If you feel like you need a distraction from everything happening on Earth right now, you'll have a good one this week. A full strawberry moon will be making an appearance. You can catch this delicious sight on June 5.

According to the Farmer's Almanac, Canadians will be able to see this incredible celestial sight starting at 3:12 PM Eastern Time. You'll even be able to see it rising opposite the sunset.

While the Earth's natural satellite will only be technically full on June 5, it will still look full on the day before and after as well. That means if you can't catch it on Friday, you can try and spot it on Thursday and Saturday too.

The big question people might have about the strawberry moon is whether it will be pink or red like its namesake fruit.

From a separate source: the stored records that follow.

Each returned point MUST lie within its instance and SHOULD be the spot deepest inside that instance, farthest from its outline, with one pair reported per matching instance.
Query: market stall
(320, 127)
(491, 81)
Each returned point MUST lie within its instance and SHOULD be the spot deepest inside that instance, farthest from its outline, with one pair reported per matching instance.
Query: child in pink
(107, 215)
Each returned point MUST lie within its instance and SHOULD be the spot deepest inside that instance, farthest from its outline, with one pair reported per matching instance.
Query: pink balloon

Unfortunately, the name doesn't apply to the moon's appearance, but rather to the time of year when it shows up. The Farmer's almanac warns not to believe any photos that are discoloured.

The first full moon of June was often associated with the first strawberries of the year by Algonquin tribes.

Due to coinciding with the peak harvest time for the delicious fruit, the name was almost universally adopted by other tribes as well.

In Europe, it was often referred to as the Rose Moon, since it coincided with roses starting to bloom for the first time each year.

The celestial body will also experience a penumbral lunar eclipse, where part of it is covered by Earth's penumbral shadow. However, this phenomenon is not often noticeable by observers.

The Almanac states that less than six-tenths of the orb will fall into the shadow, and therefore will hardly be visible at all, except to those in central and east Africa, Eastern Europe, western and central Asia, most of Indonesia and Australia.